Unlike sandwich FLFA, the T-line signal intensity in competitive FLFA exhibits a negative correlation with sample concentration; in other words, higher sample concentrations lead to weaker T-line signals (for details, see Supplementary Information S6). The research group conducted a double-line competitive FLFA study for small molecules, carbendazim (CBZ) and imidacloprid (IMI), in 2023 [26]. To verify the quantitative analysis capability of the proposed method for competitive FLFA, the experimental data collected were analyzed. Figure 9 shows the results of applying this method to the experimental data. Figure 9a displays nine two-channel FLFA test strips with varying fluorescence intensities. As shown in Figure 9b,c, the experimental data are expressed as the mean ± SEM of the results from three independent measurements. CBZ and IMI samples at different concentrations exhibited significant differences in fluorescence intensity. In the figure, * indicates a difference (p < 0.05) and ** indicates a significant difference (p < 0.01).

This paper utilizes a filterless detection system and the proposed CWT analysis algorithm to enhance the sensitivity of target concentration detection. The calibration curve of the measured fluorescence signal was calculated, and the samples of carbendazim and imidacloprid were quantitatively analyzed on the FLFA test paper. The calibration curve, derived from the four-parameter logistic equation, is presented in Figure 9d,e. Based on these results, the developed detection system was utilized for the detection of CBZ and IMI in this study. CBZ exhibited a linear detection range of 0.001 ng/mL to 3 ng/mL with a sensitivity of 0.001 ng/mL. Similarly, IMI demonstrated a linear detection range of 0.013 ng/mL to 30 ng/mL, with a sensitivity of 0.013 ng/mL.

4. Conclusions

In this study, a dual-mode FLFA test strip signal reader was designed, which includes an image acquisition device, an image processing algorithm, a portable power conversion circuit, and dual-mode fluorescence detection software.

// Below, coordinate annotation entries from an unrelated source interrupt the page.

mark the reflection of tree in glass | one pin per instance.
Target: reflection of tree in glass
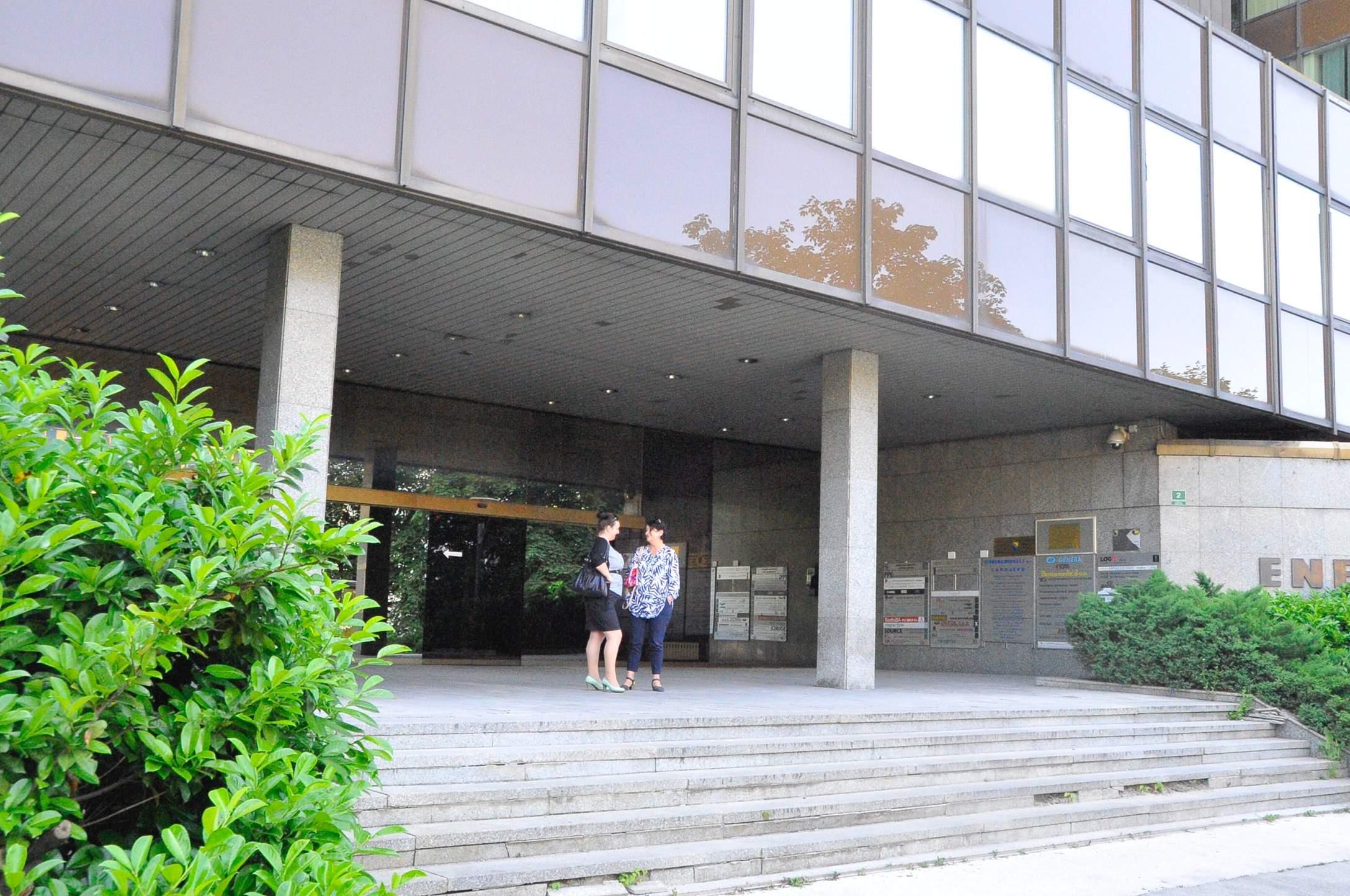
(828, 253)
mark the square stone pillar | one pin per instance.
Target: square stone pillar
(846, 647)
(300, 344)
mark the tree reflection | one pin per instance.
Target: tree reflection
(905, 267)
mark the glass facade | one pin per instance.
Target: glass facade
(918, 243)
(1016, 122)
(1098, 37)
(1101, 169)
(1243, 346)
(1236, 91)
(1298, 215)
(919, 79)
(512, 125)
(803, 57)
(330, 104)
(646, 134)
(1171, 61)
(1303, 366)
(1172, 192)
(1017, 276)
(801, 207)
(1103, 305)
(686, 33)
(1238, 220)
(659, 143)
(1178, 328)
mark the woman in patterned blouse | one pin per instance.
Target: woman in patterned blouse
(654, 585)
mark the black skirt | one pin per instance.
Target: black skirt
(602, 613)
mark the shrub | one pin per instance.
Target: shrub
(1164, 635)
(182, 706)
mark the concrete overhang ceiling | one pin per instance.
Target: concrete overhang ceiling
(109, 207)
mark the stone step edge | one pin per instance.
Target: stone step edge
(839, 804)
(418, 758)
(430, 725)
(748, 775)
(780, 846)
(435, 884)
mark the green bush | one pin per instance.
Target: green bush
(182, 706)
(1160, 634)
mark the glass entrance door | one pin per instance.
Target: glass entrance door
(476, 585)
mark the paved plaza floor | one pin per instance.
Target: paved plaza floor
(557, 691)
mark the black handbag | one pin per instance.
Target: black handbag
(591, 583)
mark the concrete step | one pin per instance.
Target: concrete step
(524, 763)
(431, 733)
(701, 861)
(624, 790)
(434, 844)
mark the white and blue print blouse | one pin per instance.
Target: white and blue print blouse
(658, 582)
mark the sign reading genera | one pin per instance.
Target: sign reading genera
(1311, 573)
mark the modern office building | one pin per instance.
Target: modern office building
(849, 292)
(1310, 35)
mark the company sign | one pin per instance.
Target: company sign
(1303, 573)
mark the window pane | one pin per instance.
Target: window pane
(1178, 328)
(1238, 220)
(1303, 366)
(561, 17)
(1338, 158)
(686, 33)
(918, 86)
(497, 112)
(1101, 181)
(1017, 274)
(1098, 38)
(295, 80)
(1341, 264)
(663, 163)
(1172, 192)
(1243, 346)
(1297, 127)
(87, 45)
(918, 243)
(803, 57)
(1030, 19)
(1298, 231)
(1103, 302)
(1171, 61)
(1343, 379)
(801, 207)
(1236, 95)
(1016, 107)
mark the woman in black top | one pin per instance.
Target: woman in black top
(602, 613)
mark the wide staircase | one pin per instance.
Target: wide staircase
(717, 804)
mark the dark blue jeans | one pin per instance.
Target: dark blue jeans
(645, 628)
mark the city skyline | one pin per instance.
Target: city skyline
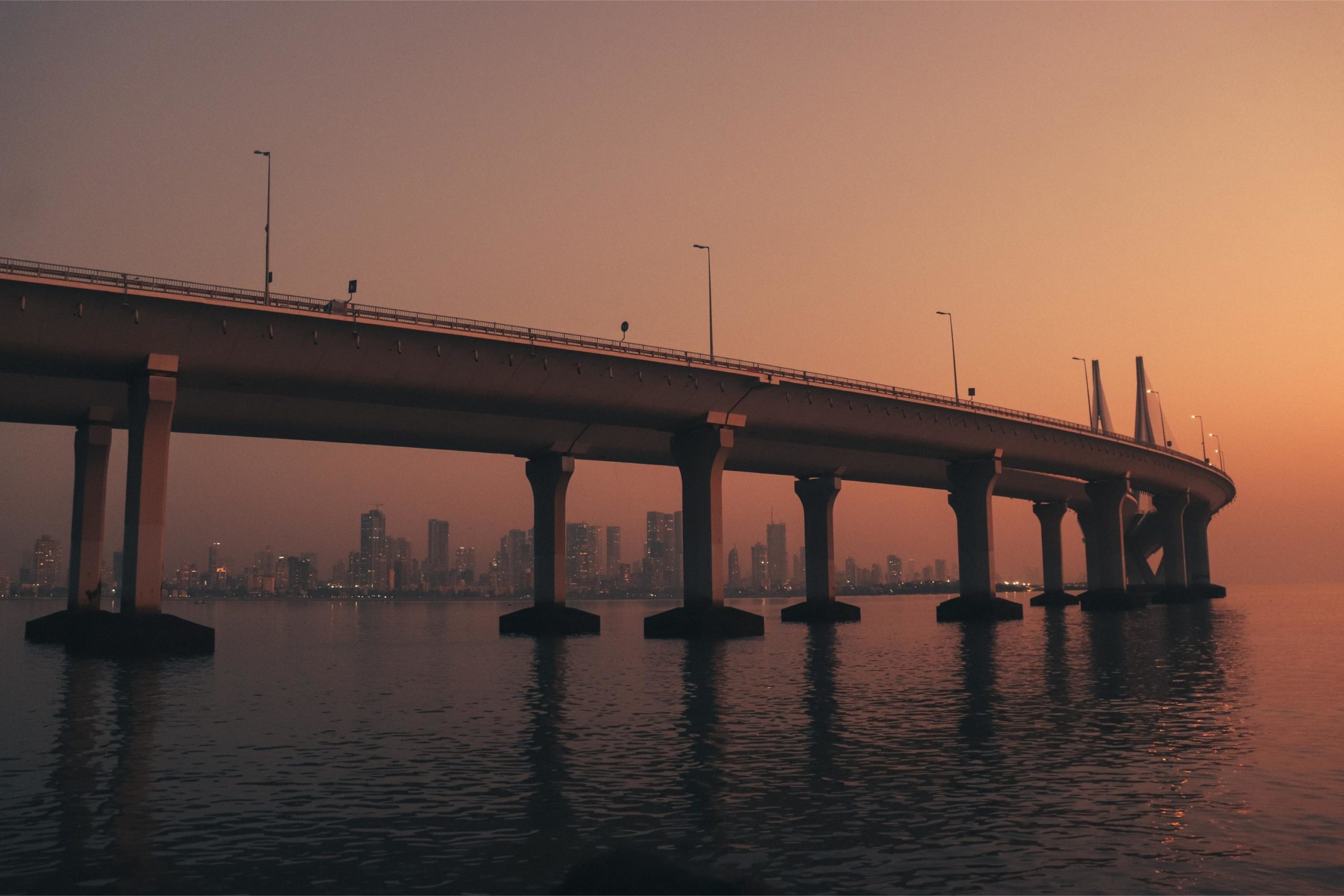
(1045, 249)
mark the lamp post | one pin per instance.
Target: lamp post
(265, 288)
(956, 388)
(1086, 388)
(1202, 449)
(1160, 416)
(709, 270)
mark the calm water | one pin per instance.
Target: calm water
(373, 747)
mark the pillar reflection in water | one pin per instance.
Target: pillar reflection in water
(702, 777)
(76, 774)
(979, 683)
(820, 704)
(549, 812)
(138, 700)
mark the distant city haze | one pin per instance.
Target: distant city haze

The multi-mode FLFA reader designed in this study can realize the quantitative detection of fluorescent substances on the reagent strip under the detection of fluorescent substance solution concentration, and the measurement results are reliable and accurate. Through experiments, we reached the following conclusions: the fluorescence detection limit of the detector can reach 10⁻¹⁰ mol/L. The standard deviation of the repetitive test of relative fluorescence intensity was lower than 0.019, and the Pearson correlation coefficient of the accuracy test was 0.9865 using the commercial FLFA reader. The correlation coefficient of the quantitative fitting curve of the actual sample was R² > 0.997. The above data show that the instrument has the advantages of portability, good stability, and high precision.

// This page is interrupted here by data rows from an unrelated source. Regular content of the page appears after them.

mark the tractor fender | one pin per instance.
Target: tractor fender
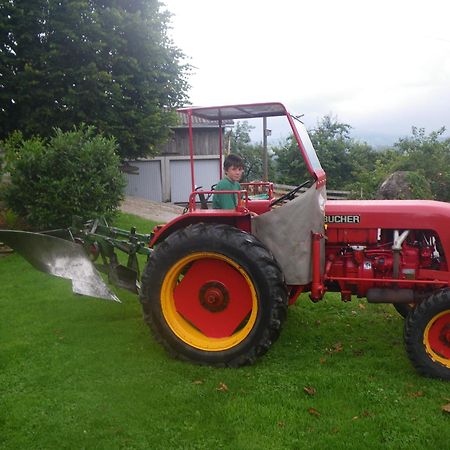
(237, 219)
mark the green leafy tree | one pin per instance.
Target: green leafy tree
(334, 147)
(110, 64)
(74, 173)
(332, 142)
(290, 169)
(428, 156)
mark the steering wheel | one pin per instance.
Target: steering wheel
(289, 195)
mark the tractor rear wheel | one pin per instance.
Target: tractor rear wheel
(213, 294)
(404, 308)
(427, 336)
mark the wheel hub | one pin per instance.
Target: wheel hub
(214, 296)
(445, 335)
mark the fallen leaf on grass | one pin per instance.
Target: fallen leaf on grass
(310, 390)
(416, 394)
(222, 387)
(314, 412)
(338, 347)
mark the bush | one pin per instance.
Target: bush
(75, 173)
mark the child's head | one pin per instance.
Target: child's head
(233, 167)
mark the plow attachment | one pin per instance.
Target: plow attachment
(72, 254)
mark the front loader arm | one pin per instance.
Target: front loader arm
(77, 252)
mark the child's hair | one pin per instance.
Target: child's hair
(232, 160)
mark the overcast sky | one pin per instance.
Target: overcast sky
(380, 66)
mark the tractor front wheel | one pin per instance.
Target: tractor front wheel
(427, 336)
(213, 294)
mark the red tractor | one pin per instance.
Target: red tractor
(217, 283)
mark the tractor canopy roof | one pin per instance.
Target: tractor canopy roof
(260, 110)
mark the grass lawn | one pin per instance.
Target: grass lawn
(79, 373)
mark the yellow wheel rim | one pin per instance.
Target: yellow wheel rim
(436, 338)
(230, 299)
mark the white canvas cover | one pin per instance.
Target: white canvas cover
(286, 232)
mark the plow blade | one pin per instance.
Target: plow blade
(60, 258)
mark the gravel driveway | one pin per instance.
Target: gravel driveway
(158, 212)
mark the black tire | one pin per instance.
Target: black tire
(195, 281)
(403, 308)
(427, 336)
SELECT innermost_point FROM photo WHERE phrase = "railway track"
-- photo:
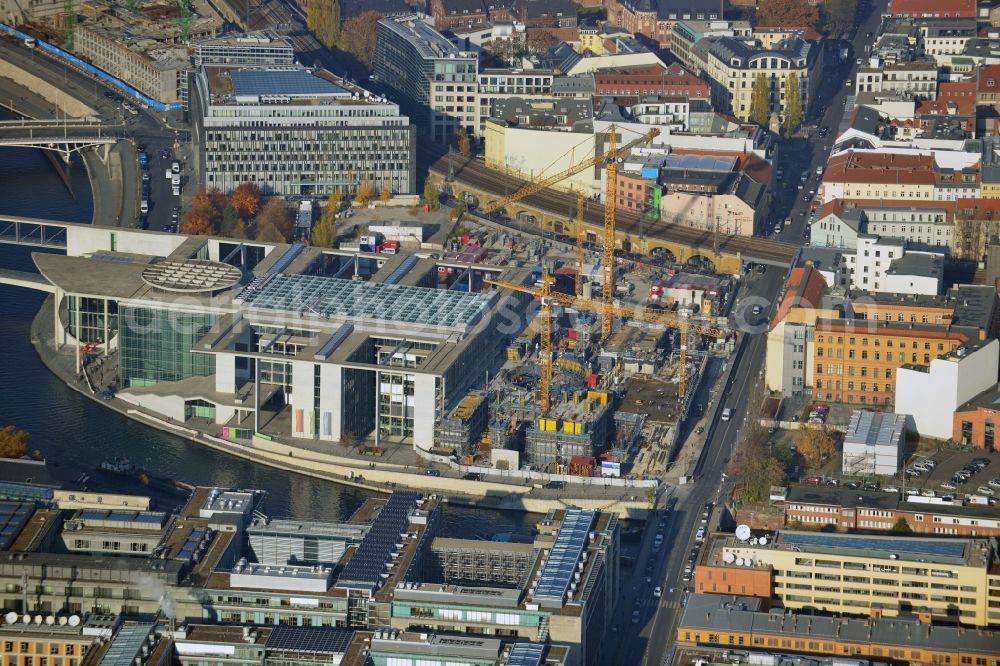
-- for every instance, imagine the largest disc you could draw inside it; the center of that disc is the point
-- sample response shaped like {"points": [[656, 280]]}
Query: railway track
{"points": [[558, 203]]}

Finally, built on an ARM Cortex-A76 architecture, the embedded platform implements an optimized continuous wavelet transform (CWT) algorithm while keeping hardware costs below $300 and sustaining 95% detection accuracy. Its handheld form supports one-click operation—from image acquisition to detection and reporting—in under 5 s and requires no specialized training. Consequently, the system offers a practical solution for primary healthcare settings and at-home testing. (The performance comparison of the fluorescence detection system is shown in Supplementary Material S15.)